A staff member works at the State Key Laboratory of Public Big Data at Guizhou University in Guizhou, southwest China’s Guiyang Province, May 27, 2022. (Photo/Xinhua)

Alibaba now runs more than 80 data centers worldwide, with locations in the Chinese mainland, Hong Kong, Singapore, the U.S., Europe, the Middle East and Japan. Amazon Web Services leads the hyperscaler industry with 126 global sites, followed by Microsoft Azure, Google Cloud Platform, IBM Cloud, Alibaba Cloud, Oracle and Tencent Cloud. Analysts expect hyperscale data centers to increase from 523 to 738 by 2030 as AI demands grow.

Beyond hard power: AI global governance

In order to maintain its AI dominance through rules, standards and alliances, the U.S. seeks partners who share its approach to AI development and control.
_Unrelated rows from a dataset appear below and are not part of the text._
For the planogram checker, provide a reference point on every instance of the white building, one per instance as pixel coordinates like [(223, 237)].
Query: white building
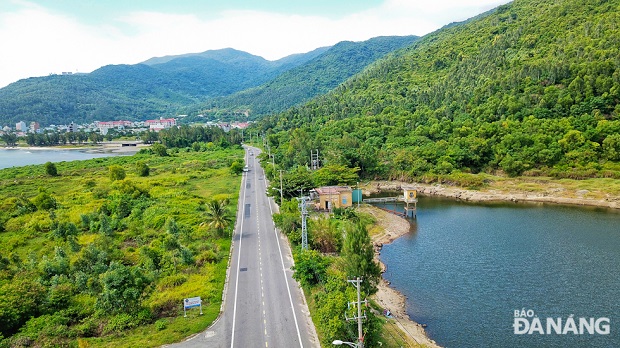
[(21, 126)]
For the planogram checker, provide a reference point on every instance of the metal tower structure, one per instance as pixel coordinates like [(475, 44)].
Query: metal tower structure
[(360, 338), (314, 159), (304, 226)]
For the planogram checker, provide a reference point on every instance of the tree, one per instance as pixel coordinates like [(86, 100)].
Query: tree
[(116, 172), (50, 169), (159, 150), (10, 139), (236, 168), (310, 267), (142, 169), (94, 137), (217, 216), (122, 288), (335, 174), (358, 256)]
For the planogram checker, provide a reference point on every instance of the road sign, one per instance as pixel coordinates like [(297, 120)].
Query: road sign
[(191, 303)]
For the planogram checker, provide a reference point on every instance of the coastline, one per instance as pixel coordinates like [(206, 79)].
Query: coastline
[(556, 194), (105, 147), (390, 227)]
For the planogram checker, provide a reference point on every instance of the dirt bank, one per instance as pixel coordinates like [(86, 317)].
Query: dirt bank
[(388, 228), (506, 191)]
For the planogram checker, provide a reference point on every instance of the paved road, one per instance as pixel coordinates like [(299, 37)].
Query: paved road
[(264, 306)]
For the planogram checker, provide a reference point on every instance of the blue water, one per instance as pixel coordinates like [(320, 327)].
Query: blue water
[(21, 157), (466, 268)]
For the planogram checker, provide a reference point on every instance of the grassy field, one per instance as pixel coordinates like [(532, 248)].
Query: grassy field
[(86, 260)]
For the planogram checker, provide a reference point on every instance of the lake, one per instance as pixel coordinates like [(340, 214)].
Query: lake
[(466, 268), (22, 157)]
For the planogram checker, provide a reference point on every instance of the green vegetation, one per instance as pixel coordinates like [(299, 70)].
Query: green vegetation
[(96, 258), (50, 169), (317, 77), (532, 88), (324, 278)]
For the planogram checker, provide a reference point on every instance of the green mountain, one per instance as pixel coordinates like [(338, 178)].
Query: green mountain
[(532, 87), (158, 87), (316, 77)]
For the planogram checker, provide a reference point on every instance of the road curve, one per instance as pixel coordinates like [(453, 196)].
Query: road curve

In November 2024, OpenAI proposed the establishment of a “North American Compact for AI,” aiming to expand into a broader “global network of U.S. allies and partners” to streamline talent access, secure financing and fortify supply chains for advancing AI technologies

Meanwhile, China is ready to engage with all countries on AI capacity-building cooperation and proposed the AI Capacity-Building Action Plan for Good and for All in September 2024. It has also launched the Artificial Intelligence Global Cooperation Alliance (AIGCA) in Shanghai. Emphasizing global AI cooperation, AIGCA prioritizes accessibility to talent, knowledge exchange, financing and the promotion of AI products among member companies.
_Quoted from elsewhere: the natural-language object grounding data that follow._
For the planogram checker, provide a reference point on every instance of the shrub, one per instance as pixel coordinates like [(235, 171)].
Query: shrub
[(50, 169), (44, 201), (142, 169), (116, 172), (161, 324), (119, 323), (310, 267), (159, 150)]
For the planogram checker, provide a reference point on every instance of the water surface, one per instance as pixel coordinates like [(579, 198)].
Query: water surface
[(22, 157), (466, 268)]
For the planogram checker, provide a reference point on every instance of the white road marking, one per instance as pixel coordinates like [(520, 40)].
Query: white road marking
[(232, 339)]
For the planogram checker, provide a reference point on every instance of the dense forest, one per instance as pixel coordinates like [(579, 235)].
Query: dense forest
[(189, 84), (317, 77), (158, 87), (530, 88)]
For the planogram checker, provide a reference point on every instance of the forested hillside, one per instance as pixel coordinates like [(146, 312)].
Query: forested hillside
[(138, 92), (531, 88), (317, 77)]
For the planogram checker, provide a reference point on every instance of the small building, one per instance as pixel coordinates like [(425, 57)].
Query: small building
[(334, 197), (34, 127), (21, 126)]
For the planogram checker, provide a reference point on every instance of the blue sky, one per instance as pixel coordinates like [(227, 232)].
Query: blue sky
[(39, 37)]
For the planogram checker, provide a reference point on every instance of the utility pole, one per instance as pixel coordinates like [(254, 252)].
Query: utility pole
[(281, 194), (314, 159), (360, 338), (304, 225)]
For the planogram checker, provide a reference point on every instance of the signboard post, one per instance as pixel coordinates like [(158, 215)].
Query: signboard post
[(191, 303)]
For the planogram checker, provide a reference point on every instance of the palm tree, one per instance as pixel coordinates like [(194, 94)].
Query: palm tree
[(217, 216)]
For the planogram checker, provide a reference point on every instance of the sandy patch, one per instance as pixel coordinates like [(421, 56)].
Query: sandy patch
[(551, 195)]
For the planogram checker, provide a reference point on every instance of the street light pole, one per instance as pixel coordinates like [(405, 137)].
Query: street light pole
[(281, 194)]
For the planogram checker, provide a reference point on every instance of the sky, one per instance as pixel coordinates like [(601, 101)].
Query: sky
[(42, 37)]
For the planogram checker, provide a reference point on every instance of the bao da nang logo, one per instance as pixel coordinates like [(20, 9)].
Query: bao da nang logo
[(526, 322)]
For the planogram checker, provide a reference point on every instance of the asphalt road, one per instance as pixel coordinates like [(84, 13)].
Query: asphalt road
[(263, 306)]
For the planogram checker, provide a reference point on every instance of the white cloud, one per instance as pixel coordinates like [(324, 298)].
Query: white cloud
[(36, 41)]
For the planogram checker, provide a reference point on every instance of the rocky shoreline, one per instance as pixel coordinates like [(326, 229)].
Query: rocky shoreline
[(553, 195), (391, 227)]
Conclusion: China and the U.S. should work together

The U.S. remains firmly in the lead across the three key elements of the AI ecosystem. However, China has emerged as a resilient contender, steadfastly carving out its place amid socio-political and geopolitical challenges. The U.S. comprehensive use of chokepoints in AI development — through export controls, technology restrictions and market access limitations — has merely accelerated the development of China’s indigenous chip sector and its strategic coordination.
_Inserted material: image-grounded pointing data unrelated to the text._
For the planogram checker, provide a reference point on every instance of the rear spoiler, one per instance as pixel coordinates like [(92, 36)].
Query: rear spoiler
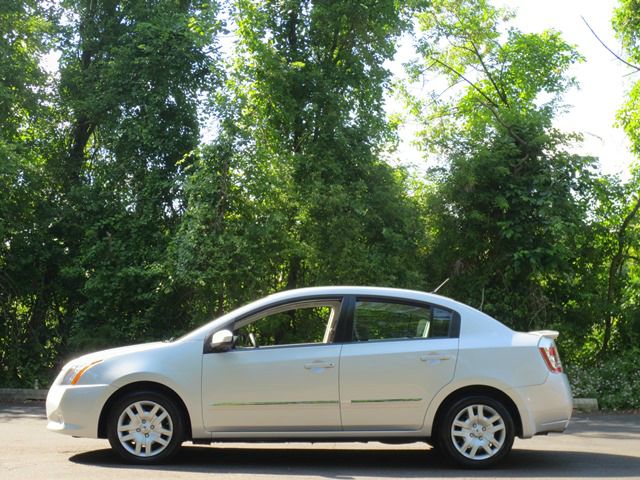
[(552, 334)]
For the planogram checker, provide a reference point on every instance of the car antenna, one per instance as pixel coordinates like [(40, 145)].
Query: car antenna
[(440, 286)]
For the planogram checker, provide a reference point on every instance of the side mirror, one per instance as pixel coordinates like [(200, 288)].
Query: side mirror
[(222, 341)]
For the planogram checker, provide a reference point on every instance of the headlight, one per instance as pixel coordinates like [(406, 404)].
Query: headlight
[(73, 374)]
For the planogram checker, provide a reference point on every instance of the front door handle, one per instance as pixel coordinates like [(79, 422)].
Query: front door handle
[(435, 356), (312, 365)]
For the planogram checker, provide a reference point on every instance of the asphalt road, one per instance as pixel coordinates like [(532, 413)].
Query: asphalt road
[(595, 446)]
As neither can maintain long-lasting dominance of the global AI industry, the two countries should join hands to maximize the AI benefits for mankind. As U.S. President-elect Donald Trump said at a press conference at Mar-a-Lago last month, China and the U.S. could work together to solve all of the problems of the world. In the spirit of this statement, the U.S. should stop its trade and tech sanctions against China and open itself for exchanges and cooperation on AI governance as well as AI research and development. If so, it will bring about unprecedented benefits to the two nations and the world at large. For example, according to African Union estimates, AI could contribute between $110 billion and $220 billion to the continent’s economy a year, stimulating innovation and generating new jobs. Let’s keep our fingers crossed.

 

Li Xuan is an assistant professor at the Global Institute for Zhejiang Merchants Development at Zhejiang University of Technology and a member of the Zhejiang Development and Security Research Think Tank Alliance. She has served as a policy consultant for the Organization for Economic Cooperation and Development (OECD).

Li Xing is a professor at the Guangdong Institute for International Strategies at the Guangdong University of Foreign Studies and an adjunct professor at Aalborg University in Denmark.